O Homem das Multidões


- “Esta grande desgraça, não poder estar só.” -

É bastante curioso certo questionamento psicanalítico de que sem uma companhia, sem alguém que nos forneça um retorno e nos faça perceber que nossas experiências foram válidas e verdadeiras, seria bastante fácil se perder numa espiral de loucura, por não conseguir provar aquilo que vimos e ouvimos como verdadeiro. E ainda assim, muitas vezes parece que estas pessoas que preferem, ou aprenderam a conviver amigavelmente com a solidão, são muito mais lúcidas em suas concepções de si mesmas e consequentes observações do cotidiano, do que aquelas tão embebidas no outro e na opinião que o outro tem delas. Diferente do que parece afimar Edgar Allan Poe em seu Homem da Multidão, o coração de alguém que tanto investe em observar sem ser observado, deve ser uma leitura interessantíssima.

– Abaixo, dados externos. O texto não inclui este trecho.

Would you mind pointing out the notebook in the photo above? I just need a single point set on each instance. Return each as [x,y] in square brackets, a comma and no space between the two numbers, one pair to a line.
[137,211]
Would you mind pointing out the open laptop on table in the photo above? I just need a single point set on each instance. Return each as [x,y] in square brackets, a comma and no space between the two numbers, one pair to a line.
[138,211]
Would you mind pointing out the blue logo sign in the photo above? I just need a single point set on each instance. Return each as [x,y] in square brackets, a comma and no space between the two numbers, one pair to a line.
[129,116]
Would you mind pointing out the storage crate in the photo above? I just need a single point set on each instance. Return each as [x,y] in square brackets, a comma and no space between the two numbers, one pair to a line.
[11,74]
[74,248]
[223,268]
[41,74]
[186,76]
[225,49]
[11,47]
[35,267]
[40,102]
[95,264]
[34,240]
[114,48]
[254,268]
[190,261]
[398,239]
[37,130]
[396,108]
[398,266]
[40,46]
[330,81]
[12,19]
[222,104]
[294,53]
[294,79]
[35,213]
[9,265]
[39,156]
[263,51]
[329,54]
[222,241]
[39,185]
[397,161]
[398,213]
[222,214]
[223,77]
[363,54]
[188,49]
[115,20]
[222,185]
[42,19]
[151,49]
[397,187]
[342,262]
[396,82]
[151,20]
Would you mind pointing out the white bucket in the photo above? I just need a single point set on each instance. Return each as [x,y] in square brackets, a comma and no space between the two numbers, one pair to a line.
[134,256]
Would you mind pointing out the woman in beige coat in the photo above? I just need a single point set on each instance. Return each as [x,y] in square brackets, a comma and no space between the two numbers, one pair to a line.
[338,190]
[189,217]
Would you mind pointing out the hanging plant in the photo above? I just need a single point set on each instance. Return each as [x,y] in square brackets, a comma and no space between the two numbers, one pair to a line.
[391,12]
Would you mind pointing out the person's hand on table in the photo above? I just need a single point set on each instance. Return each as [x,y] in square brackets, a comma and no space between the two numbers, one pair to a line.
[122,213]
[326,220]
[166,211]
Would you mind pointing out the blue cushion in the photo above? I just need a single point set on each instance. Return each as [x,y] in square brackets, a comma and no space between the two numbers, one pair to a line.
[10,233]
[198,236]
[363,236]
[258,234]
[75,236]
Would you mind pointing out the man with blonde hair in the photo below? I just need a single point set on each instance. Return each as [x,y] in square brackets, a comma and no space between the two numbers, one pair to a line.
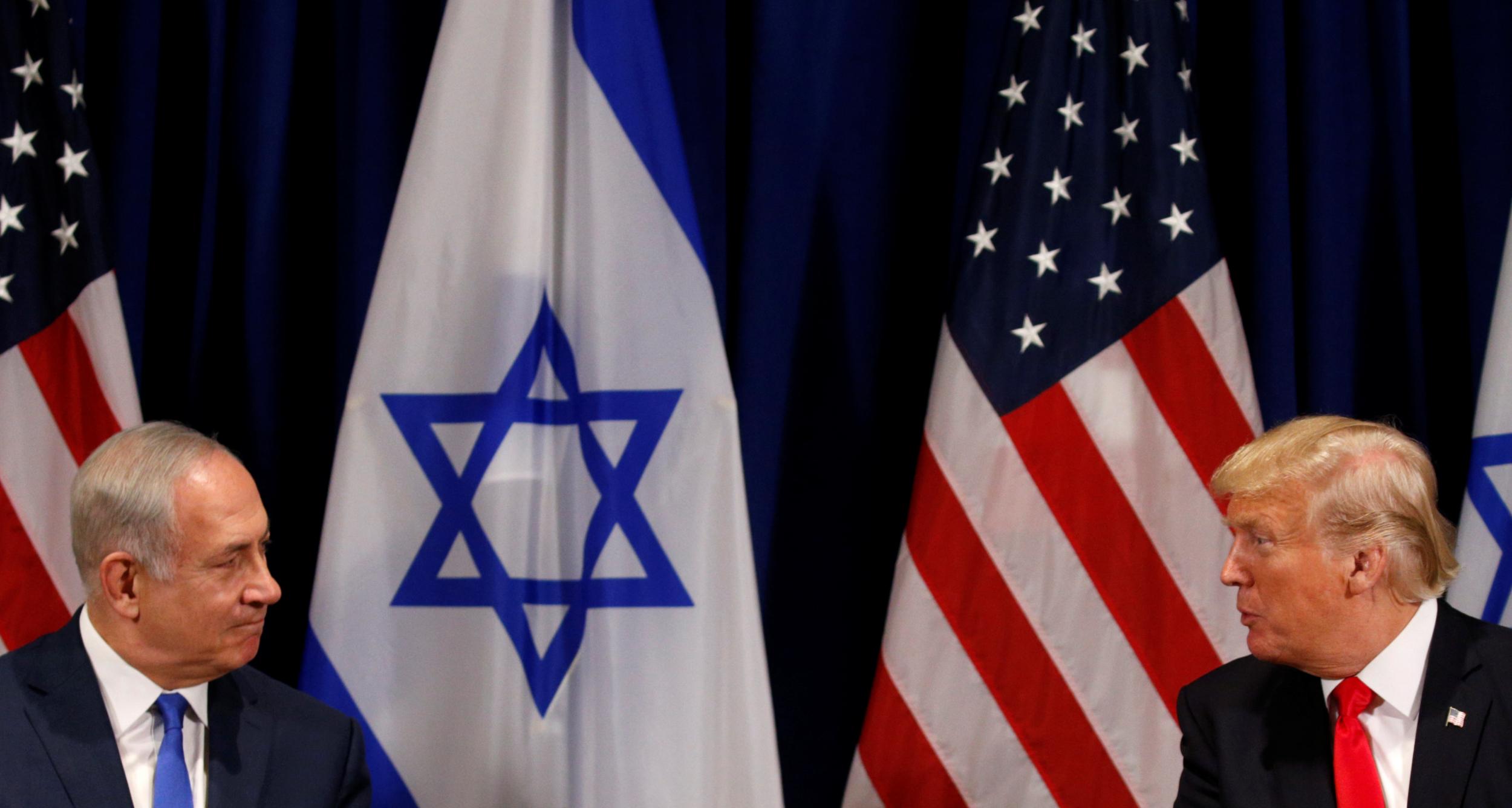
[144,700]
[1361,689]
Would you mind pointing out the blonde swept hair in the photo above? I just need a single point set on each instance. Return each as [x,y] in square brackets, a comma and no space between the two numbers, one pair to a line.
[1366,483]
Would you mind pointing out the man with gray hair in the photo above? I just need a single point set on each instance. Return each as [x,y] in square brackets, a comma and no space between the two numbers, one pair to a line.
[1361,689]
[144,700]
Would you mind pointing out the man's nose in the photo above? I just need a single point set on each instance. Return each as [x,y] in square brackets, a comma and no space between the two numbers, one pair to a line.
[264,590]
[1234,572]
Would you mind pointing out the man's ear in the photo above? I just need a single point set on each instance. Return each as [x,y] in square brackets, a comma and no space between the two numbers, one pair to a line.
[120,575]
[1369,569]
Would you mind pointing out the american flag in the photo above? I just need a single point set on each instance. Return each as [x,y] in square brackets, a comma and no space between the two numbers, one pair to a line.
[1059,575]
[65,373]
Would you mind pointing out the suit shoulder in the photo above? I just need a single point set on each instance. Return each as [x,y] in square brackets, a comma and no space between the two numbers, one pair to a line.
[291,704]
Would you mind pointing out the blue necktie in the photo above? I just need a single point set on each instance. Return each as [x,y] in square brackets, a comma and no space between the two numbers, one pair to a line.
[171,781]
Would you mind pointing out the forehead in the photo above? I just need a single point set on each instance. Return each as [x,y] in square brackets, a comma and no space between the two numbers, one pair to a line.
[1281,510]
[218,503]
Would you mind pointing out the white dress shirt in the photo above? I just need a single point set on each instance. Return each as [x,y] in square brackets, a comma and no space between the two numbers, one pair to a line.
[131,701]
[1396,677]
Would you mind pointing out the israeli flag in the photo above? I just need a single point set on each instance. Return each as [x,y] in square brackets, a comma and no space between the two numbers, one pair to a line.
[1485,524]
[536,580]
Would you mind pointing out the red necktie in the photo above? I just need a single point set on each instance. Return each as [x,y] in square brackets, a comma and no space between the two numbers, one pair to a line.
[1355,778]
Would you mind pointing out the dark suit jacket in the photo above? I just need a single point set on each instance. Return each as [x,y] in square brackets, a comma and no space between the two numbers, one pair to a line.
[268,743]
[1257,734]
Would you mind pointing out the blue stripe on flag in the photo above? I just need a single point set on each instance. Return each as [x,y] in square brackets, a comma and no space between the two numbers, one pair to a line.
[318,677]
[622,46]
[1493,450]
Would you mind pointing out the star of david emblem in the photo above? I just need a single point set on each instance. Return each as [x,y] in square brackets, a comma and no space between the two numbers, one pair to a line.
[1493,450]
[616,481]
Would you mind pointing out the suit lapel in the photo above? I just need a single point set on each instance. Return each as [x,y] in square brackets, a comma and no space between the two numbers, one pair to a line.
[241,736]
[1443,754]
[67,712]
[1301,748]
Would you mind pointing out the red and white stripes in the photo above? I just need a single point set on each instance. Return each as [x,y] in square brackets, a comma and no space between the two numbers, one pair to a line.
[1059,577]
[62,393]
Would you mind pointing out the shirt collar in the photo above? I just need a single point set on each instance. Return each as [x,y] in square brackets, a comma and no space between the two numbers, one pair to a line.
[128,692]
[1396,674]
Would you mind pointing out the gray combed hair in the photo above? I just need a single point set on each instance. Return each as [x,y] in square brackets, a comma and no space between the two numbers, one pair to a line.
[123,497]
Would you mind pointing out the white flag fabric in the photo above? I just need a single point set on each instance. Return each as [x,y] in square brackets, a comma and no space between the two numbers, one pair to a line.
[536,580]
[1485,524]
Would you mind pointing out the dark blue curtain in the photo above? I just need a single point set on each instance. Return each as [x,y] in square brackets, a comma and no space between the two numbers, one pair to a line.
[252,156]
[253,150]
[1363,179]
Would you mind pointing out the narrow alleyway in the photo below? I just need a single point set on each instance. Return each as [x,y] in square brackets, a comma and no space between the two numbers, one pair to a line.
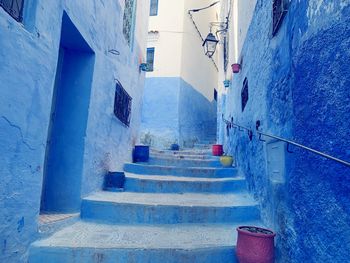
[180,207]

Para comportar radicalmente toda a amplitude daquilo que este corpo solitário gostaria de afirmar quando se coloca -ou se retira- do mundo, é preciso vê-lo por completo, e assim, por mais lindo que fosse, qualquer outro formato de tela além desse escolhido por Cao Guimarães, Marcelo Gomes e Ivo Lopes Araújo para fotografar a história de seu Homem das Multidões passaria muito longe do real sentimento que comanda a história. Quanto mais larga a tela, mais espaço haveria para respirar, para tomar contato com o mundo e com as pessoas, para se jogar numa liberdade que não é particularmente atraente ao personagem de Paulo André. Ao mesmo tempo que a tela achatada soa como um molde feito exclusivamente para comportar um único corpo, aquele tão desinteressante para a velocidade da urbe mas tão interessado nela, essa escolha também soa como uma brecha, uma janela que de certa maneira nos coloca na mesma posição quasi-voyeurista desse homem, volta e meia nos forçando a tentar encontrá-lo por trás de multidões apressadas, festivas, ou mesmo no quadro vazio, quando sua presença pode ser apenas um devaneio.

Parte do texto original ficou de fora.